Like Suraj, 7-year-old Mubbashira, suffering from spastic cerebral palsy (Person with low IQ and muscle spasm), has almost lost her speech and can only murmur. She cannot walk or write as she earlier used to do because of the sudden break in her speech therapy and physiotherapy during the lockdown.
“Just like Suraj and Mubbashira, nearly 80% of the disabled who were getting treatment at Chingari Trust clinic, established for the children of Gas-tragedy victims born with disability and those affected by the poisoned water bodies owing to the reported unscientific disposal of chemical waste by the pesticide plant, has been hit,” claimed Khan, the Trust’s speech therapist.
Chingari Trust, which treats the gas-hit victims’ children born with disability, cater to 320 registered children mostly belonging to Below Poverty Line (BPL) families. Before the lockdown, the centre reported 60-70 % of daily attendance of children.
“We have been treating those disabled children for years as per their disabilities. And it takes a lot of toil and time to make them normal. But due to the closure of the clinic since March, we are back to square one,” said physiotherapist Dr. Rishi Shukla of Chingari Trust. “It may take months or years to recover if the government allows to open the centre,” he added.
Autistic children are more restless and irritable now while those with cerebral palsy have regained muscle tightness, say experts.
Online Classes Did Not Yield Results
After two months of online therapy, which did not yield results in the lockdown, the trust launched door-to-door therapy in July for the disabled. Five teams of four therapists each head out in vans to different parts of old Bhopal covering at least 30-35 children each day and spent nearly half an hour on each, they said.

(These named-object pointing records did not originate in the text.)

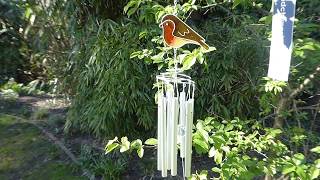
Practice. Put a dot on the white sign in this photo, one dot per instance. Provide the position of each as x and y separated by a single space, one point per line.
281 41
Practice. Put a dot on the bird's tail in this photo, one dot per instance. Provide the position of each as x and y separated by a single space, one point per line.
203 44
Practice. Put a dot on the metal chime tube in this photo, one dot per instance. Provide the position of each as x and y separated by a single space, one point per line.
164 137
160 135
188 139
175 121
175 113
169 127
182 122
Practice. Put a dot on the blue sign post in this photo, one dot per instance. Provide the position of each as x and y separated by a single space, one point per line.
281 41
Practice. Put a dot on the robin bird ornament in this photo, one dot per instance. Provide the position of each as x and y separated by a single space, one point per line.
176 33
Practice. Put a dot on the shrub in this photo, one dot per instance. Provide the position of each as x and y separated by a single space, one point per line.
113 93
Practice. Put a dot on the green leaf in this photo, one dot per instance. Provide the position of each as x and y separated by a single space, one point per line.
201 144
298 158
111 147
140 152
301 173
212 152
112 141
210 49
314 173
236 3
189 61
317 163
218 157
288 169
125 144
215 169
316 150
151 141
136 144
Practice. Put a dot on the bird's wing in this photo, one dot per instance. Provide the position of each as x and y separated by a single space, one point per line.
182 30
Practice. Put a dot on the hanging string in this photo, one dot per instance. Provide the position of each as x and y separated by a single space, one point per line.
175 11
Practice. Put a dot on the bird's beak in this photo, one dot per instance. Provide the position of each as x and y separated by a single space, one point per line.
161 25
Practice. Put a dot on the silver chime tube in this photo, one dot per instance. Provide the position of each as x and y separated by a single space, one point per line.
177 97
164 137
174 121
182 122
169 141
160 135
188 139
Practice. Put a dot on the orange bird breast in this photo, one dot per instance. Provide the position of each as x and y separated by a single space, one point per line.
168 34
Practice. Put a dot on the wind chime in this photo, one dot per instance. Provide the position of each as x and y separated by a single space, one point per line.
176 101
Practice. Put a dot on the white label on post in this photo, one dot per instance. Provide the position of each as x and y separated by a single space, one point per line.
281 41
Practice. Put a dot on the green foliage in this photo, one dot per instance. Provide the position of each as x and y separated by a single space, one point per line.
124 145
40 114
241 149
107 167
112 91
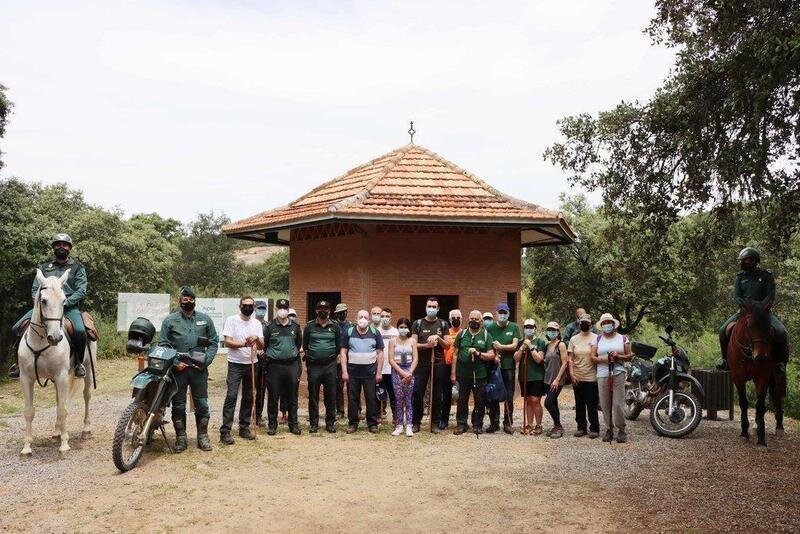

"Door-to-door therapy was launched to make sure that the conditions of children don't worsen, if not improve," said Suryaprakash Singh, special educator working for the Trust. “But the recovery of children is way slower (in door-to-door therapy) in comparison to the Trust’s classes,” he added.
Arushi, another disabled care centre which caters to nearly 200 kids, repeated the similar ordeal and how the disabled have been suffering in last eight months.
“Many of the disabled kids who were showing improvement after months of toil and support are now in a bad shape,” said Anil Mugdal of Arushi. “Some have lost their speech, some can’t even stand and majority of them leave food. Besides, their immunity is weak and they are more vulnerable and needed special care during the pandemic,” he added.
“Their health is derogating with each passing day, but neither parents are ready to send their kids nor the government has issued any guidelines to open the centres,” he added.
When contacted, Bhopal collector Avinash Lavania said that none of his orders now prohibits them to reopen the clinic for the disabled. “This is an essential medical service and no one can restrict them to run it. They should reopen the centres keeping Covid-19 protocols in mind," he said.
Additional Chief Secretary, Health Department, Mohammad Suleman did not respond to the calls and messages by NewsClick despite repeated attempts.